Data is always amazing. If we process them properly, we can obtain great insights. This repository contains my day-to-day activities and learnings of my Data Analytics and Machine Learning Journey. Before recording my experience, here are the skillsets I already possess with respect to Data Analytics and ML:
- Python
- Hadoop MapReduce (with both JAVA and Python)
- Working with Spark RDDs and PySpark
- Elastic MapReduce (AWS)
Learning Math behind algorithms is an essential part of learning Machine Learning.

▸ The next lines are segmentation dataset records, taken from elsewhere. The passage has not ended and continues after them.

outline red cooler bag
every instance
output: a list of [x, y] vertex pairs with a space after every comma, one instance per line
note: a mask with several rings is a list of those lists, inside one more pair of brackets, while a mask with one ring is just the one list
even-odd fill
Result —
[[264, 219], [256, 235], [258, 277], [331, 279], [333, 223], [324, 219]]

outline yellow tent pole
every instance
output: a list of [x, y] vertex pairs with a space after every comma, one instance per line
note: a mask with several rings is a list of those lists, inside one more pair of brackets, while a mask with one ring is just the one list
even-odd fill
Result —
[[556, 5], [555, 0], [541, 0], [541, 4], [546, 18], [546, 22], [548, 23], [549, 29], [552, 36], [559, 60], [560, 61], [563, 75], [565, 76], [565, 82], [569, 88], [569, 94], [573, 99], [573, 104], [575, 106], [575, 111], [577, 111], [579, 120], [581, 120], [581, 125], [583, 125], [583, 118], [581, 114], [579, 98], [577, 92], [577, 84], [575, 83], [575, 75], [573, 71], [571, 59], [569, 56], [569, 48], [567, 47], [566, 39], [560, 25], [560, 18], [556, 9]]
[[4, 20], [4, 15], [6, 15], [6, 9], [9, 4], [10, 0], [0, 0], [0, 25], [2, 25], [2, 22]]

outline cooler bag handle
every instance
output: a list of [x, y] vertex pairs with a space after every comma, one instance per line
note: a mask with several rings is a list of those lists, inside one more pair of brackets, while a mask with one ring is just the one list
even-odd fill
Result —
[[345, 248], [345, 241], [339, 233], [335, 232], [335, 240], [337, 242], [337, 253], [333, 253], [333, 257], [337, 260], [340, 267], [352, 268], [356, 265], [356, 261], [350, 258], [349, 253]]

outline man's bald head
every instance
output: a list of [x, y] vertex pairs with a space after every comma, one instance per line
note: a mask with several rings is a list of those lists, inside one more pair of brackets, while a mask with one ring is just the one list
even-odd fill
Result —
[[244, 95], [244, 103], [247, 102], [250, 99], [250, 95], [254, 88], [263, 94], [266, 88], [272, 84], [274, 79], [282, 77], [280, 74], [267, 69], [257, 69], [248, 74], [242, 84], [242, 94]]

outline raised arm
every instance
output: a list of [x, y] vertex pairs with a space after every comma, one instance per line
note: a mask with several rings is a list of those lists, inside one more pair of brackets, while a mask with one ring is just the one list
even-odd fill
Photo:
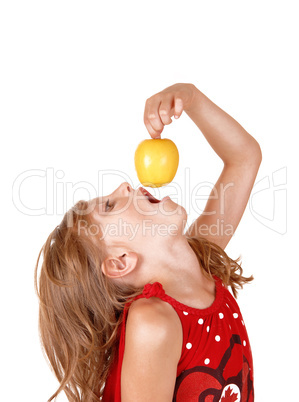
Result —
[[192, 84], [175, 84], [147, 100], [144, 122], [150, 135], [159, 137], [171, 117], [178, 118], [183, 111], [224, 163], [203, 213], [186, 235], [205, 237], [224, 249], [246, 208], [262, 160], [261, 149], [236, 120]]
[[202, 215], [186, 234], [206, 237], [224, 249], [246, 208], [262, 160], [261, 149], [236, 120], [197, 88], [185, 112], [224, 163]]

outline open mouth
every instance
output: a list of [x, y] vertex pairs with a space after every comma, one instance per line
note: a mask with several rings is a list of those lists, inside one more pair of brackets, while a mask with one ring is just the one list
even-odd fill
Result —
[[149, 193], [145, 188], [140, 187], [140, 191], [142, 192], [143, 195], [145, 195], [147, 197], [147, 199], [149, 200], [149, 202], [151, 202], [152, 204], [157, 204], [160, 202], [160, 200], [157, 200], [157, 198], [155, 198], [151, 193]]

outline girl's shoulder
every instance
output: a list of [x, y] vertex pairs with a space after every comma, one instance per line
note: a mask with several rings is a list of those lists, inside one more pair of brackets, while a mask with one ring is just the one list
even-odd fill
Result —
[[140, 298], [133, 301], [128, 311], [126, 333], [133, 328], [134, 336], [140, 335], [152, 338], [154, 335], [163, 337], [178, 337], [182, 333], [181, 321], [166, 301], [158, 297]]

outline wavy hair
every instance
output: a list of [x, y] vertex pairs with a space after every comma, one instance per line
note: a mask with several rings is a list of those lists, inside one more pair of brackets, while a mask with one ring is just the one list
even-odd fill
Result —
[[[102, 273], [105, 245], [98, 236], [87, 234], [93, 226], [88, 207], [88, 202], [79, 201], [65, 214], [43, 245], [35, 267], [41, 343], [60, 383], [48, 402], [61, 391], [71, 402], [101, 401], [124, 306], [142, 292], [119, 287]], [[237, 287], [252, 280], [242, 276], [239, 259], [232, 260], [216, 244], [204, 238], [187, 240], [205, 275], [217, 275], [235, 296]]]

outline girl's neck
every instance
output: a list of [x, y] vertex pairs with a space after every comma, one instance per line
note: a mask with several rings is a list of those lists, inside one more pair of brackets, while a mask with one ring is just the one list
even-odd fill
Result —
[[[177, 237], [161, 253], [151, 255], [146, 283], [159, 282], [166, 294], [194, 308], [207, 308], [215, 299], [215, 284], [203, 269], [185, 236]], [[145, 258], [145, 263], [146, 263]]]

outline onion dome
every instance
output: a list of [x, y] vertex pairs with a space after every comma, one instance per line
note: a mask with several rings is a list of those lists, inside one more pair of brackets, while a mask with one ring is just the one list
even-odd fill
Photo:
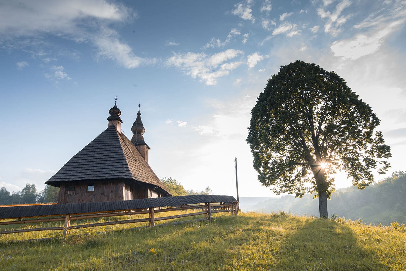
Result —
[[111, 108], [110, 110], [108, 110], [108, 112], [110, 113], [110, 116], [107, 118], [108, 120], [110, 121], [110, 120], [120, 120], [120, 123], [123, 123], [123, 121], [120, 118], [120, 115], [121, 114], [121, 112], [117, 107], [117, 102], [114, 103], [114, 106]]
[[137, 113], [137, 118], [135, 121], [132, 124], [132, 127], [131, 127], [131, 131], [133, 133], [140, 133], [141, 135], [145, 132], [145, 129], [144, 128], [144, 125], [141, 120], [141, 112], [140, 110], [138, 110]]
[[137, 118], [132, 125], [131, 127], [131, 131], [134, 134], [131, 138], [131, 142], [133, 144], [137, 146], [140, 145], [145, 144], [145, 142], [144, 140], [144, 137], [143, 135], [145, 132], [145, 129], [144, 128], [144, 125], [141, 120], [141, 112], [139, 110], [138, 113], [137, 113]]
[[117, 115], [119, 116], [121, 114], [121, 112], [120, 111], [120, 110], [117, 107], [117, 102], [114, 103], [114, 106], [111, 108], [110, 109], [110, 110], [108, 110], [108, 112], [112, 116], [113, 115]]

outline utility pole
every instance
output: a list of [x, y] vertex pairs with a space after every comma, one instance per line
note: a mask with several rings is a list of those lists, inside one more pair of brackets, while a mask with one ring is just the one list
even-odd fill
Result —
[[235, 184], [237, 185], [237, 201], [238, 202], [238, 209], [240, 209], [240, 197], [238, 196], [238, 178], [237, 176], [237, 157], [235, 157]]

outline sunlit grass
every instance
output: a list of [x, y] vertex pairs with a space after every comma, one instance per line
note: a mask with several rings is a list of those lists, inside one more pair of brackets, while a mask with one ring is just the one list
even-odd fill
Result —
[[61, 234], [11, 243], [32, 233], [5, 235], [0, 269], [406, 270], [406, 233], [399, 228], [284, 213], [220, 215], [153, 228], [72, 231], [66, 240]]

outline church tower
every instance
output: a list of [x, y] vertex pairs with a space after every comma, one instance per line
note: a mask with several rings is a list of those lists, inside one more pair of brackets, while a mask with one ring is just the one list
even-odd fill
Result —
[[137, 113], [137, 118], [131, 127], [131, 131], [134, 133], [131, 138], [131, 142], [134, 144], [138, 151], [141, 154], [141, 156], [145, 159], [147, 163], [148, 162], [148, 151], [151, 149], [149, 146], [144, 140], [143, 135], [145, 132], [145, 129], [144, 128], [144, 125], [141, 120], [141, 112], [140, 112], [140, 106], [138, 106], [138, 113]]

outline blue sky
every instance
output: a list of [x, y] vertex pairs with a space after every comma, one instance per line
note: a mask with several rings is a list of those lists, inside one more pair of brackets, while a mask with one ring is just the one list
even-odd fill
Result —
[[406, 170], [405, 21], [396, 0], [0, 0], [0, 186], [42, 189], [107, 128], [117, 95], [129, 138], [140, 103], [158, 176], [233, 195], [237, 157], [240, 196], [271, 196], [246, 128], [296, 59], [346, 80], [381, 120], [390, 172]]

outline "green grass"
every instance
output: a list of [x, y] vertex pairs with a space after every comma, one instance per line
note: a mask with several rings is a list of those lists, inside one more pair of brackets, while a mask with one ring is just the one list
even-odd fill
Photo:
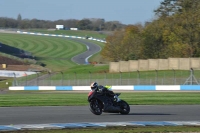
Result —
[[38, 62], [51, 71], [66, 70], [76, 66], [71, 58], [87, 50], [86, 46], [67, 38], [22, 34], [0, 34], [0, 42], [31, 52]]
[[[107, 128], [79, 128], [58, 130], [22, 130], [20, 133], [166, 133], [166, 132], [199, 132], [199, 126], [125, 126]], [[10, 131], [9, 133], [18, 133]]]
[[84, 31], [84, 30], [47, 30], [47, 29], [30, 29], [28, 32], [44, 33], [44, 34], [57, 34], [57, 35], [69, 35], [69, 36], [79, 36], [79, 37], [93, 37], [97, 39], [105, 39], [106, 34], [98, 31]]
[[[78, 97], [78, 99], [77, 99]], [[120, 98], [130, 105], [198, 105], [199, 92], [123, 92]], [[88, 105], [87, 93], [68, 91], [8, 91], [0, 95], [0, 106]]]

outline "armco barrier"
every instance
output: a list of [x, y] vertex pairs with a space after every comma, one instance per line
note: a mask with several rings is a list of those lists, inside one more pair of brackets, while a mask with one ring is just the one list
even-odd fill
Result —
[[[23, 31], [17, 31], [17, 33], [20, 34], [29, 34], [29, 35], [38, 35], [38, 36], [53, 36], [53, 37], [67, 37], [67, 38], [78, 38], [78, 39], [85, 39], [85, 37], [79, 37], [79, 36], [68, 36], [68, 35], [56, 35], [56, 34], [42, 34], [42, 33], [34, 33], [34, 32], [23, 32]], [[98, 41], [106, 43], [106, 41], [96, 38], [88, 38], [88, 40]]]
[[[200, 85], [112, 86], [113, 91], [200, 91]], [[11, 86], [9, 90], [90, 91], [90, 86]]]

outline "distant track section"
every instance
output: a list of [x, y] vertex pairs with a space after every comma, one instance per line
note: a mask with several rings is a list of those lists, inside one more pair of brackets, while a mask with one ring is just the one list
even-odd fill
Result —
[[[17, 33], [20, 34], [30, 34], [30, 35], [41, 35], [41, 36], [51, 36], [51, 37], [65, 37], [65, 38], [71, 38], [77, 42], [80, 42], [87, 47], [87, 51], [84, 53], [81, 53], [79, 55], [76, 55], [72, 58], [72, 61], [77, 63], [77, 64], [88, 64], [88, 59], [95, 53], [98, 53], [101, 51], [101, 47], [92, 43], [86, 41], [85, 37], [78, 37], [78, 36], [68, 36], [68, 35], [56, 35], [56, 34], [42, 34], [42, 33], [33, 33], [33, 32], [22, 32], [22, 31], [17, 31]], [[88, 40], [93, 40], [93, 41], [98, 41], [98, 42], [103, 42], [106, 43], [104, 40], [96, 39], [96, 38], [88, 38]]]

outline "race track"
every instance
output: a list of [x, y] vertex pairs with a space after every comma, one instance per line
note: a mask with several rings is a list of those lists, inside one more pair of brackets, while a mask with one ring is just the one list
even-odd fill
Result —
[[0, 107], [0, 125], [126, 121], [199, 121], [200, 105], [133, 105], [129, 115], [93, 115], [87, 106]]

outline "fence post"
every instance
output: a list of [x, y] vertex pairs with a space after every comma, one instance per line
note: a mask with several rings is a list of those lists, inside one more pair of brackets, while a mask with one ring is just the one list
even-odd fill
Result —
[[106, 71], [104, 71], [104, 73], [105, 73], [105, 83], [107, 84], [107, 73], [106, 73]]
[[175, 80], [175, 70], [173, 69], [174, 72], [174, 85], [176, 84], [176, 80]]
[[156, 79], [155, 79], [155, 85], [157, 84], [157, 81], [158, 81], [158, 71], [155, 69], [156, 71]]
[[39, 84], [38, 84], [38, 82], [39, 82], [39, 79], [38, 79], [39, 76], [38, 76], [38, 73], [37, 73], [37, 72], [36, 72], [36, 74], [37, 74], [37, 83], [36, 83], [36, 84], [37, 84], [37, 86], [38, 86], [38, 85], [39, 85]]
[[14, 86], [16, 86], [16, 74], [13, 73], [13, 75], [14, 75]]
[[63, 86], [63, 72], [61, 71], [61, 76], [62, 76], [62, 79], [61, 79], [61, 86]]
[[122, 85], [122, 72], [120, 71], [120, 85]]
[[89, 82], [91, 83], [91, 72], [89, 71]]
[[75, 85], [77, 85], [77, 84], [76, 84], [76, 83], [77, 83], [77, 82], [76, 82], [76, 80], [77, 80], [77, 79], [76, 79], [76, 78], [77, 78], [77, 77], [76, 77], [76, 72], [74, 72], [74, 76], [75, 76]]
[[138, 85], [140, 85], [140, 71], [137, 70], [137, 72], [138, 72]]
[[26, 86], [28, 85], [28, 80], [27, 80], [27, 74], [26, 74], [26, 72], [24, 72], [25, 73], [25, 76], [26, 76]]

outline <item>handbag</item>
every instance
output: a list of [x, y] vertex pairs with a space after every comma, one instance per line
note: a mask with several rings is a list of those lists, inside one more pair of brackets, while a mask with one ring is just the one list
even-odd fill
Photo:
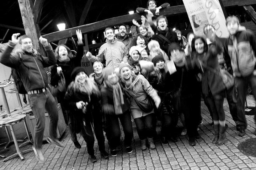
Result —
[[66, 81], [62, 71], [60, 71], [60, 79], [58, 82], [58, 85], [53, 87], [51, 91], [52, 94], [54, 97], [57, 97], [60, 94], [66, 93]]

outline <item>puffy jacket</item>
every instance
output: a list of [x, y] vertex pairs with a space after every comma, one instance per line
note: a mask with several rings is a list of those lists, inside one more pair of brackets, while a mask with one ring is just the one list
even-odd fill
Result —
[[[121, 83], [124, 86], [123, 83]], [[158, 98], [160, 98], [156, 91], [153, 88], [148, 80], [142, 75], [139, 75], [137, 76], [133, 81], [133, 84], [132, 91], [127, 89], [125, 87], [123, 88], [123, 89], [128, 94], [127, 96], [130, 100], [130, 109], [133, 119], [141, 117], [154, 113], [154, 109], [148, 113], [143, 112], [139, 108], [133, 98], [139, 101], [142, 101], [145, 100], [148, 95], [155, 103]], [[131, 97], [131, 96], [132, 97]]]
[[100, 48], [98, 54], [92, 56], [88, 59], [92, 62], [99, 61], [101, 62], [105, 60], [106, 66], [111, 67], [113, 69], [119, 67], [122, 61], [126, 62], [128, 59], [128, 50], [124, 44], [117, 40], [115, 37], [112, 42], [107, 39], [106, 43]]
[[6, 49], [1, 56], [0, 62], [17, 70], [27, 91], [48, 87], [48, 77], [44, 67], [56, 62], [50, 44], [44, 47], [48, 57], [43, 57], [38, 53], [31, 54], [26, 51], [11, 54], [15, 45], [15, 44], [9, 41]]
[[235, 76], [249, 76], [255, 69], [256, 37], [247, 31], [239, 31], [234, 37], [237, 42], [237, 54], [233, 41], [230, 38], [224, 43], [224, 52], [227, 65], [231, 63]]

I started reading Mathematics for Machine Learning book by Marc Peter Deisenroth, A. Aldo Faisal, and Cheng Soon Ong. In order to get a visual representation of the topics, I also watched the Essence of Linear Algebra Essential series by 3Blue1Brown (https://youtube.com/playlist?list=PLZHQObOWTQDPD3MizzM2xVFitgF8hE_ab).
As Albert Einstein had quoted, "If you can't explain it simply, you don't understand it well enough", so I have written an article explaining the topics that I have learned today in a simple manner.
Article Link: https://swaathi317.medium.com/math-for-machine-learning-part-1-582419c00932
Topics covered in the article:
- Scalars
- Vectors
- Basis vectors
- Span of vectors
- Linear Dependency
- Matrix
- Matrix multiplication
- Inverse of matrix
- Matrix Transpose
- Inner Products
I also enrolled myself into the Machine Learning course taught by Andrew NG (https://www.coursera.org/learn/machine-learning). I completed the first week's portions today. I also converted my learning notes into an article.
Article Link: https://swaathi317.medium.com/linear-regression-with-one-variable-b5f59f92ab22
Topics learned today and covered in the article:
- Univariate Linear Regression
- Cost/Loss function (with one variable)
- Gradient Descent (with one variable)
I enrolled in a Introduction to Big Data course(https://www.coursera.org/learn/big-data-introduction) today to learn more about addressing the questions of why we need big data and how a big data strategy is formed. I completed the course and I have also converted my personal notes from the course into a Medium article.
Article Link: https://swaathi317.medium.com/big-data-an-introduction-b7bc048081c9
Topics covered in the article:
- Introduction to Big Data
- Who needs Big data solutions
- Building a Big Data strategy for organizations
- Steps in the Data Science process
I learned about Multivariate Linear Regression today and also completed Week-2 of the Machine Learning course taught by Andrew NG (https://www.coursera.org/learn/machine-learning). I have also written an article regarding Multivariate Linear regression in Medium with my understanding.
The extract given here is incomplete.